Why could she not tell him she was leaving? Why would it even matter? She knew in her heart that the only reason she had avoided telling any of the boys was because she knew they'd go and tell Storm.


Don't get too close to an American man, Aunt Genny's voice was inside her head, her oft-repeated warning sounding in Fiona's ears. Not if you ever want to go home. And her Aunt, Uncle Erastus' English wife, should know.


She looked away, staring at the wall.


"So..." she said finally. "What do you think happened at the Yarl's place? You didn't...I mean, surely you..."


"No, Fiona, I swear. If that becosse was set up, then I swear I don't know anything about it. And it's hardly Saint's style, either. Like you said, I'm sure we aren't the Yarl's only enemies."


Fiona nodded, frowning in exasperation at the dimple deepening on Storm's cheek.


"It's funny, though." he quipped.


"Not if they think you did it, it's not." She gestured to him to lean forward so she could inspect his scalp wound. It appeared to be healing nicely.
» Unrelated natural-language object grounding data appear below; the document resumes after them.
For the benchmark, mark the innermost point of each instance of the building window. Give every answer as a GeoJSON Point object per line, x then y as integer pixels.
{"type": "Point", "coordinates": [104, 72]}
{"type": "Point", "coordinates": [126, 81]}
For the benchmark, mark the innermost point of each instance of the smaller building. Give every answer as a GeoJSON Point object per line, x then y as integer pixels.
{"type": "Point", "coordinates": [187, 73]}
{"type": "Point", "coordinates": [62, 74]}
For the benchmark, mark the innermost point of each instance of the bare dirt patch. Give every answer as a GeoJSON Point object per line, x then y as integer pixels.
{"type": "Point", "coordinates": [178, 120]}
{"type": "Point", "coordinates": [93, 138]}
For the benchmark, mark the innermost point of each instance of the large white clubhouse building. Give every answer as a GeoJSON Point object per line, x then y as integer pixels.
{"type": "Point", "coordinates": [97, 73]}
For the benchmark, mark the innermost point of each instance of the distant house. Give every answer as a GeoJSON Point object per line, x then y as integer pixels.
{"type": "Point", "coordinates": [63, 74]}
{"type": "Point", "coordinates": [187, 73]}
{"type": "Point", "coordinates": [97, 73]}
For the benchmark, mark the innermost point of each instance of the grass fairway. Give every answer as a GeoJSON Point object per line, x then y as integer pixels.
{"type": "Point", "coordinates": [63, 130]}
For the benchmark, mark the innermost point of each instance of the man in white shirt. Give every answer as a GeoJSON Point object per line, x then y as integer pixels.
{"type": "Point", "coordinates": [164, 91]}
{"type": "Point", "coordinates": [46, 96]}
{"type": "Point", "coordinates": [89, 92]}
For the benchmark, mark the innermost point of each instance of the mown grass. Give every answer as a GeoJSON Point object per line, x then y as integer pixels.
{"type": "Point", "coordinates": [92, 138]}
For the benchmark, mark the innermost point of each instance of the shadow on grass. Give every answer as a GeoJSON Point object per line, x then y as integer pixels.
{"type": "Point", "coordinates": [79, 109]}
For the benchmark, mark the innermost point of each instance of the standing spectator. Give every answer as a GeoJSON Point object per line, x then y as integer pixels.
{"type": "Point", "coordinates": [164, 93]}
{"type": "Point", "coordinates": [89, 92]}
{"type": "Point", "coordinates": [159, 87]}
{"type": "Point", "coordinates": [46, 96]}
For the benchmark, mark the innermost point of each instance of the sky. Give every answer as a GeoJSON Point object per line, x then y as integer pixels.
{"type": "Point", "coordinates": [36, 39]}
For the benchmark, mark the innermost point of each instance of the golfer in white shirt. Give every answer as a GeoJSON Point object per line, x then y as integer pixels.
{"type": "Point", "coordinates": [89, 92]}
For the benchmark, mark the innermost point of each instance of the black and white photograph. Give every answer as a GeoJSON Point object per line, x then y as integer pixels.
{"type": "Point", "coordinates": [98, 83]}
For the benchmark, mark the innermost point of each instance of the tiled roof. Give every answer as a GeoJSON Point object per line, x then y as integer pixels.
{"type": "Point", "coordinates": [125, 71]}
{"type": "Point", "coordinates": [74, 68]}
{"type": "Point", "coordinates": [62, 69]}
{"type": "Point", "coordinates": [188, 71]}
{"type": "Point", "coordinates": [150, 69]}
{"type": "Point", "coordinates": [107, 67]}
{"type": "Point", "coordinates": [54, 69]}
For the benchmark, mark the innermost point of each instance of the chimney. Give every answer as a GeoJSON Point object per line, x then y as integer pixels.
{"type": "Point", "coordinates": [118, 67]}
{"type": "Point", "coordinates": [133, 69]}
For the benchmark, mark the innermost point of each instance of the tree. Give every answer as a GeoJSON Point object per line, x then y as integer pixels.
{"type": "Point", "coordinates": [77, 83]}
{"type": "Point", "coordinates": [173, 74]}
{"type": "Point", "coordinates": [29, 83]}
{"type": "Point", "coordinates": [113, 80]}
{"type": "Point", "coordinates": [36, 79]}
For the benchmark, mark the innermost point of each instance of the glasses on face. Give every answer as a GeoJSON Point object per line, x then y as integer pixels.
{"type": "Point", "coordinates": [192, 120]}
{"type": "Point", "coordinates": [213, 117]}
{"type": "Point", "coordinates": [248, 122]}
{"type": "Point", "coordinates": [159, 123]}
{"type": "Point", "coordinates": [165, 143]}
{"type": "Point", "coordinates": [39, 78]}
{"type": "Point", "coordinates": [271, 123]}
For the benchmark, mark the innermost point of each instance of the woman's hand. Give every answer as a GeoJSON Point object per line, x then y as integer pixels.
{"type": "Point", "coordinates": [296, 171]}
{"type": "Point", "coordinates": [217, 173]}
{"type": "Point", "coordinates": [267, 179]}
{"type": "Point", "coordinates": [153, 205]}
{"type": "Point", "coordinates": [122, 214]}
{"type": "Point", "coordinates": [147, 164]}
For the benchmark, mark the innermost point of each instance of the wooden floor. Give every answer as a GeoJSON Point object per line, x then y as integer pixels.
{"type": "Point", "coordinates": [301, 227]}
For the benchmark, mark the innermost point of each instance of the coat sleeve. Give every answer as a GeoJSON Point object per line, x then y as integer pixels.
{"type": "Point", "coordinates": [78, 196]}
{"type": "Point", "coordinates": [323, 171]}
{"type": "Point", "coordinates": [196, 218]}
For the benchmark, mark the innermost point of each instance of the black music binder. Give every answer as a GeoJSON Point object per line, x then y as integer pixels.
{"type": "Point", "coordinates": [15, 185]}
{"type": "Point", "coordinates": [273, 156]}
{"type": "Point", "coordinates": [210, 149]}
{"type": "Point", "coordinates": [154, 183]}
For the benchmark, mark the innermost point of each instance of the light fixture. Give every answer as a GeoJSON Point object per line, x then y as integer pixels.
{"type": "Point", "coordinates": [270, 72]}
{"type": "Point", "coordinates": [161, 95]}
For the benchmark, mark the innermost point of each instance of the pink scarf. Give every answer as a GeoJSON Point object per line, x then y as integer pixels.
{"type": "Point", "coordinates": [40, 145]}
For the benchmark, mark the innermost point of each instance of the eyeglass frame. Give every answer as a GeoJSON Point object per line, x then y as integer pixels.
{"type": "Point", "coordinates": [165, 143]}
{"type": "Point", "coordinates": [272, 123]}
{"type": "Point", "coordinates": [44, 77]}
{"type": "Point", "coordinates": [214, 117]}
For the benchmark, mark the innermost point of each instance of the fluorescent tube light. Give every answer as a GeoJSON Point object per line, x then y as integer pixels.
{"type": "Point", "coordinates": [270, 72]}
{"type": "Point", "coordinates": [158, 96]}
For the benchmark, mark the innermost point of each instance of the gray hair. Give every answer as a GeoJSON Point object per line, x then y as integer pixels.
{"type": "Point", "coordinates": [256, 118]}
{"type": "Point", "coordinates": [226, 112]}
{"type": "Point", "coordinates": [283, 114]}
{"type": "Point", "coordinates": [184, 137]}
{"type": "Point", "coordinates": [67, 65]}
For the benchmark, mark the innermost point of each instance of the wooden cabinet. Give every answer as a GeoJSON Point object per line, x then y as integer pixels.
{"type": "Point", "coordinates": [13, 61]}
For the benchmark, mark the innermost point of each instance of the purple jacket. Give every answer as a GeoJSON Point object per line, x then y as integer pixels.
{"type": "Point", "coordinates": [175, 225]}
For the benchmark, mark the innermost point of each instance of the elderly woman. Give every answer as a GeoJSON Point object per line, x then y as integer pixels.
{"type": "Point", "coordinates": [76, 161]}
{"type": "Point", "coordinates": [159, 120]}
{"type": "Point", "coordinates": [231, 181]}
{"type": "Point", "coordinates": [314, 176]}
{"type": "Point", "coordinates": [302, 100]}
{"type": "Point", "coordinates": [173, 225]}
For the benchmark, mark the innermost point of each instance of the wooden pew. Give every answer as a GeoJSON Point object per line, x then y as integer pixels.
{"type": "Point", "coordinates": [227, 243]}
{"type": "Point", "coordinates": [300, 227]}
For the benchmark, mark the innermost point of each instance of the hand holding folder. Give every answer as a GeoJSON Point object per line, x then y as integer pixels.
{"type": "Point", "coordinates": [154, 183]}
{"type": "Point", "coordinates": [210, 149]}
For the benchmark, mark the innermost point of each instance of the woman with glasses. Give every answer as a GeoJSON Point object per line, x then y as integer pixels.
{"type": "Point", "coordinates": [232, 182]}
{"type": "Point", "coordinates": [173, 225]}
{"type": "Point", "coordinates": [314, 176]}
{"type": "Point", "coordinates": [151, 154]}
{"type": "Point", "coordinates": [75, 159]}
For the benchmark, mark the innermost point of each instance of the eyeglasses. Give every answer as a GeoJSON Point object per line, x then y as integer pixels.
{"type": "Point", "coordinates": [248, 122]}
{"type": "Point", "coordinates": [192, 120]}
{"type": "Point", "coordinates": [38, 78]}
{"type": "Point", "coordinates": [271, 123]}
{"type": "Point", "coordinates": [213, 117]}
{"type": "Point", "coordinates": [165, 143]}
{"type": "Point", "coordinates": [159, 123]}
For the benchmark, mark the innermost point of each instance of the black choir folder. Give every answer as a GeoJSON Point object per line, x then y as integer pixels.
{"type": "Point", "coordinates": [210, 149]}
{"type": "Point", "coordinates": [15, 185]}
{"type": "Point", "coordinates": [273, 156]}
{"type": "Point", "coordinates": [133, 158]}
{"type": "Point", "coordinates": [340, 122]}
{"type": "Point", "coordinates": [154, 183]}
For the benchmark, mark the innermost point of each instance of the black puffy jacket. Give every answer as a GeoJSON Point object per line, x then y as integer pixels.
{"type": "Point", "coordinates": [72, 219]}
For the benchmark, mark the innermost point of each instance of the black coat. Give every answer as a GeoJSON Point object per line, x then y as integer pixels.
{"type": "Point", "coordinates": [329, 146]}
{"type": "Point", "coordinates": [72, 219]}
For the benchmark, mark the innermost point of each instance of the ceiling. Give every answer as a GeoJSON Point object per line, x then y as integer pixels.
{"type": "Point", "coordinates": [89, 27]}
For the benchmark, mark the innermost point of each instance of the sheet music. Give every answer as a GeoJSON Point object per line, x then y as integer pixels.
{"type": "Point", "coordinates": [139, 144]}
He tilted his head up, black eyes twinkling, and looked at her. "It doesn't matter if they go so far as to hang me for it, it's still hilarious. Funny's funny."


"Don't even joke about that. Here." Fiona held up his shirt and helped him ease his arms into it. He grimaced, unable to raise his hands to free the hair trapped under the garment. She gently pushed his arms down and slid her hands inside his collar, behind his neck, pulling his hair out and over the back of his shirt.


His fingers fumbled at the buttons and she pushed them away, carefully straightening his shirtfront.


"You overdid it today." She said, a crack in her voice betraying her attempt to sound casual. Her hands still tingled from the heat of his skin and the clinging softness of his hair. She wished she hadn't done that, hadn't been so forward as to touch him the way a lover might, her hands around his neck inside his shirt. He might get the wrong notion in his head. She might get the wrong notion in hers.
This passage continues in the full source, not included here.